Write a PID into cgroup.procs to apply.

Analogy#

打个比方 · Analogy

namespace = strap a VR headset onto the process: the "world" it sees is altered but the hardware is the same; cgroup = assign a meal-portion manager: per-day budget for CPU / memory / IO — exceed it and you starve or get smacked.

Seven namespaces#

PID: Process-ID space. PID 1 in the container is its init; host processes invisible.
Net: Own NIC / routes / iptables / ports. Docker creates a veth pair per container.
Mount: Own mount table. The container's `/` is an overlayfs stitched view.
UTS: Own hostname / domainname.
IPC: Own System V IPC / POSIX message queues.
User: UID/GID mapping.
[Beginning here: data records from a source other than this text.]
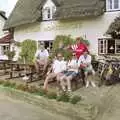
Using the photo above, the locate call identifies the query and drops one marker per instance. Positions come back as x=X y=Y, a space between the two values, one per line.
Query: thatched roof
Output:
x=2 y=13
x=115 y=26
x=29 y=11
x=6 y=39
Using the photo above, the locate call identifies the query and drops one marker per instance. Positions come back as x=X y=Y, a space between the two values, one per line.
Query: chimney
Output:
x=2 y=13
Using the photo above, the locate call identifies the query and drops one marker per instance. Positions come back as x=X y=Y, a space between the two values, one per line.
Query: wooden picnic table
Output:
x=5 y=65
x=19 y=68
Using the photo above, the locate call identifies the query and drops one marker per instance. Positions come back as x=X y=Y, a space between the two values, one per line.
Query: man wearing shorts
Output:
x=69 y=74
x=84 y=63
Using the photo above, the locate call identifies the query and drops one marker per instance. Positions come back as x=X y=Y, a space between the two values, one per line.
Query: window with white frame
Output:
x=109 y=46
x=48 y=12
x=112 y=5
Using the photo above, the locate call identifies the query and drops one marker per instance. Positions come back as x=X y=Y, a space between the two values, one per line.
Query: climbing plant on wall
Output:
x=28 y=49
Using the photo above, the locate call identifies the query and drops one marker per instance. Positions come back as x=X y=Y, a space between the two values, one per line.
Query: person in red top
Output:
x=79 y=48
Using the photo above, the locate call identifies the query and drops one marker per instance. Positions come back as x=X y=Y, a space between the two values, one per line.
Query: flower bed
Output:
x=40 y=92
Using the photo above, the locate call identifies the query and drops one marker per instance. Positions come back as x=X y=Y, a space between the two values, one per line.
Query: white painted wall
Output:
x=2 y=21
x=92 y=28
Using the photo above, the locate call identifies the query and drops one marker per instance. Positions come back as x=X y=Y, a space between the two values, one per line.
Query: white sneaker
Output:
x=69 y=90
x=93 y=84
x=87 y=84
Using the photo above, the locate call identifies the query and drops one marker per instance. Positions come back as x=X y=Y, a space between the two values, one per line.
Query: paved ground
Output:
x=16 y=110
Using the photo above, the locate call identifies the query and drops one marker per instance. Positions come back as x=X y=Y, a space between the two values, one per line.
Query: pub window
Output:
x=48 y=12
x=109 y=46
x=117 y=46
x=112 y=5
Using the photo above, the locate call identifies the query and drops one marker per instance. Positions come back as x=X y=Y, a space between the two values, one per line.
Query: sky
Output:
x=7 y=6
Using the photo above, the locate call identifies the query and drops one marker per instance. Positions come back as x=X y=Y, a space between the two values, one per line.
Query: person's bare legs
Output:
x=61 y=78
x=87 y=82
x=45 y=65
x=37 y=66
x=69 y=82
x=50 y=76
x=92 y=80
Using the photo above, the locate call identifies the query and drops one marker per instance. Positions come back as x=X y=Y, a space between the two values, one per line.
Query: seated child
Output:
x=85 y=63
x=58 y=66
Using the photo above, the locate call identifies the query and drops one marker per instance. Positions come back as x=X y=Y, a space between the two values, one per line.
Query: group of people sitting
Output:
x=65 y=71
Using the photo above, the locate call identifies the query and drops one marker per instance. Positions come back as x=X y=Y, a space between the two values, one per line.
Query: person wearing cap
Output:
x=79 y=48
x=69 y=74
x=84 y=63
x=41 y=57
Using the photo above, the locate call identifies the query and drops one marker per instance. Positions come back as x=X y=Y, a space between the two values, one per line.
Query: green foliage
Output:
x=32 y=89
x=51 y=95
x=63 y=97
x=28 y=49
x=75 y=99
x=18 y=44
x=22 y=87
x=41 y=92
x=61 y=42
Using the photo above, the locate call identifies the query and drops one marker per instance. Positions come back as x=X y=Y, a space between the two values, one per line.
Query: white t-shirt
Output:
x=85 y=60
x=41 y=54
x=73 y=64
x=59 y=66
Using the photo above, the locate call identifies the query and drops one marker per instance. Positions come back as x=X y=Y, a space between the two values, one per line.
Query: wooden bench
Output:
x=21 y=69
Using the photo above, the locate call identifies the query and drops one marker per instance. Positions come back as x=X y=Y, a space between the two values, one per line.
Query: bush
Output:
x=51 y=95
x=75 y=99
x=41 y=92
x=10 y=54
x=13 y=85
x=28 y=49
x=63 y=41
x=32 y=89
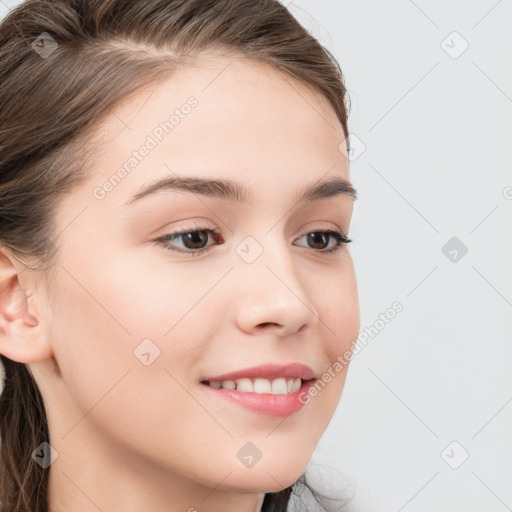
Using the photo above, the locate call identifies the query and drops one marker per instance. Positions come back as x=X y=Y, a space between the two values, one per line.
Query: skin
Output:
x=133 y=437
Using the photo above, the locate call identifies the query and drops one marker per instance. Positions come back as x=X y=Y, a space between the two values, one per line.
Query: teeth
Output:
x=279 y=386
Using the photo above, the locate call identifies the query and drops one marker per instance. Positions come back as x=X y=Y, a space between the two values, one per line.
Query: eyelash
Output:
x=339 y=237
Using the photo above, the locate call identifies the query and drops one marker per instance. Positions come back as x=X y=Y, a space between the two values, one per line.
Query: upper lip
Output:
x=269 y=371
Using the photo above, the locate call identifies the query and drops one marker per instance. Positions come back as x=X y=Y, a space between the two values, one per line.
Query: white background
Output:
x=436 y=125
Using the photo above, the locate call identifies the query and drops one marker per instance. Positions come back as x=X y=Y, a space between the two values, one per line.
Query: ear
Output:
x=22 y=338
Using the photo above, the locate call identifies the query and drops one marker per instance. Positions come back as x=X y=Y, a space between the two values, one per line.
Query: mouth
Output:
x=270 y=398
x=260 y=386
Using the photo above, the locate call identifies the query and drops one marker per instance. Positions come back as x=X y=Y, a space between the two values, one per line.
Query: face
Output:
x=141 y=315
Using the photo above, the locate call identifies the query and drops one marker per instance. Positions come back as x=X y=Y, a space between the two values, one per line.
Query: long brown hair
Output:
x=64 y=63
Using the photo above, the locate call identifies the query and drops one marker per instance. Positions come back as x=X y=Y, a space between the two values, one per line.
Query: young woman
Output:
x=176 y=291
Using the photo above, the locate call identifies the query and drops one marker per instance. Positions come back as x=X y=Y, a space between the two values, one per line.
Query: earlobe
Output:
x=21 y=337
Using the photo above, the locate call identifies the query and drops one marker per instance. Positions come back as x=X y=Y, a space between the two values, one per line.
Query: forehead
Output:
x=228 y=117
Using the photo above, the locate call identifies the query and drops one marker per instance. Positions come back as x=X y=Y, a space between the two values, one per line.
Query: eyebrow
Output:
x=235 y=191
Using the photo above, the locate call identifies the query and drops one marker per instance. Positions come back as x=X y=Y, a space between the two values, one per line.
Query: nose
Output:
x=273 y=296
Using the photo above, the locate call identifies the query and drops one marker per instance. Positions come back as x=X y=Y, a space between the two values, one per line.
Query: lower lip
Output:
x=268 y=404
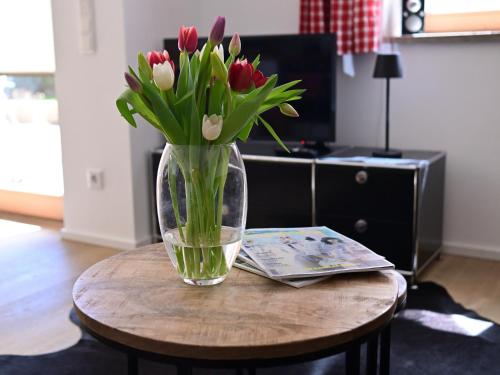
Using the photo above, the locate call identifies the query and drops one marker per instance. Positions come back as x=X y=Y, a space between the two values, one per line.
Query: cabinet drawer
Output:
x=381 y=193
x=393 y=240
x=279 y=194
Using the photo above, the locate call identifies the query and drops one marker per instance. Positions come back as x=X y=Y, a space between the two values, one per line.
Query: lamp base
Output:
x=395 y=154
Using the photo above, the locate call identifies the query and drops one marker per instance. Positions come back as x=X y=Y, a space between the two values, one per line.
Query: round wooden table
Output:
x=137 y=302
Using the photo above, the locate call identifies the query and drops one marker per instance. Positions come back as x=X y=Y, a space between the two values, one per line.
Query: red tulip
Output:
x=155 y=57
x=259 y=79
x=240 y=75
x=188 y=39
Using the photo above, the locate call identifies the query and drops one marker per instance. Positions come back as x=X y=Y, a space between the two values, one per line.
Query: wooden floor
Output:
x=38 y=270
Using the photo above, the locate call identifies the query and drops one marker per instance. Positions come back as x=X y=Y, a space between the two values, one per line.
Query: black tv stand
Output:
x=306 y=150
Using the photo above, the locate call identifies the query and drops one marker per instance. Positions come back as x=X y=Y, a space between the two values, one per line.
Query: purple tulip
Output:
x=133 y=83
x=217 y=33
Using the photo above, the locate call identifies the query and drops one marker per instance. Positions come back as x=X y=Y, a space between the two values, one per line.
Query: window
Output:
x=462 y=15
x=30 y=145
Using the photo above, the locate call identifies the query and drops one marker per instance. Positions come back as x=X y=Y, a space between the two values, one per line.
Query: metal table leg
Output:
x=184 y=370
x=352 y=359
x=132 y=365
x=385 y=351
x=372 y=356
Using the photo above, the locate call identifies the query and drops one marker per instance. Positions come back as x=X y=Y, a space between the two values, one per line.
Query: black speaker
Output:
x=413 y=16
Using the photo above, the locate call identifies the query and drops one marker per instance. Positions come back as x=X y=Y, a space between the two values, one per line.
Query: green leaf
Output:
x=229 y=61
x=137 y=102
x=215 y=98
x=218 y=67
x=245 y=132
x=244 y=112
x=182 y=101
x=145 y=71
x=121 y=104
x=273 y=134
x=169 y=124
x=194 y=68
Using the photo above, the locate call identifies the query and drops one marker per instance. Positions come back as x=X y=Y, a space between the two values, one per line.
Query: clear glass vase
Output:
x=202 y=206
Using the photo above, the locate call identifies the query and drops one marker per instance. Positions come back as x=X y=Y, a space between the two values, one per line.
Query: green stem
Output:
x=172 y=185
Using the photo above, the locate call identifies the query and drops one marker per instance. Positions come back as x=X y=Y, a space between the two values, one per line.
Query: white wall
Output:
x=251 y=17
x=93 y=133
x=448 y=100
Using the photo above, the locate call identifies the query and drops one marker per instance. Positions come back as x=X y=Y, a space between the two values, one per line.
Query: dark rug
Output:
x=433 y=335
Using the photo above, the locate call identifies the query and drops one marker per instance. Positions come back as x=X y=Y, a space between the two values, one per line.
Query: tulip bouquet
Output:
x=213 y=101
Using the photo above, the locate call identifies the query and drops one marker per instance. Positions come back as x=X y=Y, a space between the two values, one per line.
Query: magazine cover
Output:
x=313 y=251
x=296 y=282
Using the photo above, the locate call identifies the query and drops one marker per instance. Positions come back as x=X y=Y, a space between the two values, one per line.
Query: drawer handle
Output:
x=361 y=177
x=361 y=226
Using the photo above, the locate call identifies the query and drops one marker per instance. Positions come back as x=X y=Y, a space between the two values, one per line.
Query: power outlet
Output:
x=95 y=179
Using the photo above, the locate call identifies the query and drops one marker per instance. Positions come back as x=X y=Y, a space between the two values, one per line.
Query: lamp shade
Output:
x=388 y=66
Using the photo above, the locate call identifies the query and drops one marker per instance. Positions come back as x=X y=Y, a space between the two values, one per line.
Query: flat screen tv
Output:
x=310 y=57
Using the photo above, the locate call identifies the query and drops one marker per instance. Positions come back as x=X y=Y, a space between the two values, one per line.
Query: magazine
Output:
x=296 y=283
x=289 y=253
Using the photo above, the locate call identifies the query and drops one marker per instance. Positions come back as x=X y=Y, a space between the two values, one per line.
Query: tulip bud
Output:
x=163 y=75
x=219 y=50
x=217 y=32
x=219 y=70
x=259 y=79
x=288 y=110
x=155 y=57
x=240 y=75
x=188 y=39
x=202 y=50
x=133 y=83
x=235 y=45
x=211 y=127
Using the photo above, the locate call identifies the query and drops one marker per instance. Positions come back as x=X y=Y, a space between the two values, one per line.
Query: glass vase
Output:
x=201 y=195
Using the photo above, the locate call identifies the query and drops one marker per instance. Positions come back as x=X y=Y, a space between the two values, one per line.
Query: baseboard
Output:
x=472 y=251
x=113 y=242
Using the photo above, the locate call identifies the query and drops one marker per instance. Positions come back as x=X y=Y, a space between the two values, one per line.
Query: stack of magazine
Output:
x=304 y=256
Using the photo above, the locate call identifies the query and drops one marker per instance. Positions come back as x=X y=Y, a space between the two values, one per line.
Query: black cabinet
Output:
x=279 y=192
x=393 y=207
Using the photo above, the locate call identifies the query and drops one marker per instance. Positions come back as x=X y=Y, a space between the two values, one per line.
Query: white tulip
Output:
x=163 y=75
x=218 y=49
x=211 y=127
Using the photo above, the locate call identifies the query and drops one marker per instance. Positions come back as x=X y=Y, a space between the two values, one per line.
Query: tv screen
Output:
x=309 y=57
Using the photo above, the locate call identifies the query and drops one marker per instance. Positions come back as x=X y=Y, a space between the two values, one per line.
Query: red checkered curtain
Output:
x=312 y=16
x=357 y=25
x=356 y=22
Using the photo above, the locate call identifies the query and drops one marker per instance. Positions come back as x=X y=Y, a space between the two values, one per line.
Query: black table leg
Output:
x=372 y=356
x=184 y=370
x=132 y=365
x=385 y=351
x=352 y=359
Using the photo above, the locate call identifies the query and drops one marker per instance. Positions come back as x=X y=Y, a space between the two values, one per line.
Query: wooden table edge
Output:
x=236 y=353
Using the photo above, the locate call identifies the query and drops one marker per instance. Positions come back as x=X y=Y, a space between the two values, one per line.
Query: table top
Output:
x=136 y=299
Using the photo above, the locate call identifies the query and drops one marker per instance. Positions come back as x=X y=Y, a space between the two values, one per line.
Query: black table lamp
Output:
x=387 y=66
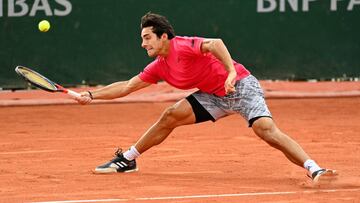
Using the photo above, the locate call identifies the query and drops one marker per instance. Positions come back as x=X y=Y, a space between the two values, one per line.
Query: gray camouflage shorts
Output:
x=248 y=101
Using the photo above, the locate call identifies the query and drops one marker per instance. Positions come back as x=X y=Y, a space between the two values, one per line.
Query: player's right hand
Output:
x=84 y=99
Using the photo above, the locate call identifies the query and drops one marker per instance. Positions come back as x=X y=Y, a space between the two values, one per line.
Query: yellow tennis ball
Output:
x=44 y=26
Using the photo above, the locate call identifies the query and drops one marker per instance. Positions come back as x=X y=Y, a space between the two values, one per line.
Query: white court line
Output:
x=206 y=196
x=28 y=152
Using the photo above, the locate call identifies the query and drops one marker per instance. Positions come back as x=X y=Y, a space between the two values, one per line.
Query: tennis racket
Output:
x=42 y=82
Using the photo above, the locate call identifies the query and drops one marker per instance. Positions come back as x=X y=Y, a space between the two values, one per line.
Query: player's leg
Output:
x=179 y=114
x=187 y=111
x=266 y=129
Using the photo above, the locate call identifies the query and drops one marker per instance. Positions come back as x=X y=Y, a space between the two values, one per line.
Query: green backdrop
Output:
x=98 y=42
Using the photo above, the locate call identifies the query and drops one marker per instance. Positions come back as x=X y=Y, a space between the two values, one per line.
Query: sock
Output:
x=311 y=166
x=131 y=154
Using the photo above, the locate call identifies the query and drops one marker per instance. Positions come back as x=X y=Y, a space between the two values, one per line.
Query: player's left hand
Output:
x=84 y=99
x=230 y=82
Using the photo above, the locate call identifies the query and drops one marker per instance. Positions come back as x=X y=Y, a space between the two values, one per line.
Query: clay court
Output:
x=47 y=152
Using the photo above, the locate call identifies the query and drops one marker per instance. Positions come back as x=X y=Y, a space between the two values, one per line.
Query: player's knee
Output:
x=168 y=118
x=268 y=132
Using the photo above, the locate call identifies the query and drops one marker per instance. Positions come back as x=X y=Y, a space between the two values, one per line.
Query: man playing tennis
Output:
x=225 y=87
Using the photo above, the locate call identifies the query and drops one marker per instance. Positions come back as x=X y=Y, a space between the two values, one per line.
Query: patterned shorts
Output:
x=248 y=101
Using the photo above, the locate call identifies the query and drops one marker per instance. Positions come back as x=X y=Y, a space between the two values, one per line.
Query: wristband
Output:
x=90 y=95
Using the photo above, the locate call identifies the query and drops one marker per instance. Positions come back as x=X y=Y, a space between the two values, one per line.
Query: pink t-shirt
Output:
x=186 y=67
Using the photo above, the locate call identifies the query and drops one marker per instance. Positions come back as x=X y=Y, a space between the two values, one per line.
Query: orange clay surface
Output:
x=47 y=154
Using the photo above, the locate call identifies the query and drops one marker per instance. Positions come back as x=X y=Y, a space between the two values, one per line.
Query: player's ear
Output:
x=164 y=36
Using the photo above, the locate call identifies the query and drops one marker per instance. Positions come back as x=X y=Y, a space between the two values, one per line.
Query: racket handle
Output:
x=73 y=94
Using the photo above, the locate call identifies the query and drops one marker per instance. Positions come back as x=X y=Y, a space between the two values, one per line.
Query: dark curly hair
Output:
x=159 y=24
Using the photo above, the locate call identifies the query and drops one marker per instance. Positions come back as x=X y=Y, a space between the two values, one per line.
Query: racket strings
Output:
x=37 y=79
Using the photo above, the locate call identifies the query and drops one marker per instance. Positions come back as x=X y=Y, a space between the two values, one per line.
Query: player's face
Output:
x=154 y=45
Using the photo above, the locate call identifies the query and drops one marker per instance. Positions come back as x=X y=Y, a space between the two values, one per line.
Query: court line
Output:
x=28 y=152
x=206 y=196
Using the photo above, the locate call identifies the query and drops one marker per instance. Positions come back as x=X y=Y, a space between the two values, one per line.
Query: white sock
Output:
x=131 y=154
x=311 y=166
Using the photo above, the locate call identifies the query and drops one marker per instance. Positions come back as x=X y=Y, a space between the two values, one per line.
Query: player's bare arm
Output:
x=219 y=50
x=114 y=90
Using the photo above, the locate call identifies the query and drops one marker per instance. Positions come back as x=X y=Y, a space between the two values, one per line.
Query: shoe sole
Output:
x=112 y=170
x=327 y=176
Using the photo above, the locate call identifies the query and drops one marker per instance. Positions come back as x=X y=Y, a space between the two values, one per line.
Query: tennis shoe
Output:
x=119 y=164
x=323 y=174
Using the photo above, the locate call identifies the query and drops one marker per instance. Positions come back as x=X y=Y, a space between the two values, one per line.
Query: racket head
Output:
x=36 y=79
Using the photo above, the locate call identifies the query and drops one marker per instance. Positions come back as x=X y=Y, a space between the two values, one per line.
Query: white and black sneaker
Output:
x=117 y=165
x=323 y=174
Container root (uid=0) mapped to non-root on host — key for rootless.
Cgroup: Restricts visibility of the cgroup tree; container can't see host cgroups.

Key cgroup v2 controllers#

memoryMemory

`memory.max` hard limit → OOM-kill on excess. `memory.high` soft cap triggers reclaim.

cpuCPU

`cpu.max = quota period` (e.g. 50000 100000 = 50%). `cpu.weight` is relative weighting.

ioIO

`io.max` caps read/write bandwidth or IOPS per device.

pidsProcess count

Prevents fork bombs.

cpusetCPU pinning

`cpuset.cpus = 0-3` pins the container to those cores.

freezerFreezer

Pause / resume a group — for debugging and migration.

How it works#

Each syscall, the kernel returns a restricted view based on the namespaces of that process.

Practical notes#

Direct observation: ls /proc/<pid>/ns/ shows what namespaces a process is in; cat /proc/<pid>/cgroup shows the cgroup path; systemctl status <svc> lists resource usage (systemd uses cgroup v2).
systemd resource control: systemctl set-property web.service MemoryMax=1G CPUQuota=50% — applies live.
Rootless containers: user-namespace maps an unprivileged host user to root inside the container; pair with fuse-overlayfs / slirp4netns for storage / networking.
OOM-killer behavior: cgroup OOM only kills inside that cgroup — other host services are untouched. This is the foundation of Docker memory limits.
Mixed workloads: prefer cpu.weight over cpu.max — yields when others idle, splits proportionally when contended; safer for K8s pod cohabitation.
cgroup v1 vs v2: v1 had many tangled hierarchies; v2 unified to one tree. Modern kernels default to v2; older K8s + older Docker may still be v1.

Easy confusions#

namespace

Isolates **what is seen**.
PID / network / mount / hostname…

cgroup

Limits **how much is used**.
CPU / memory / IO / process count.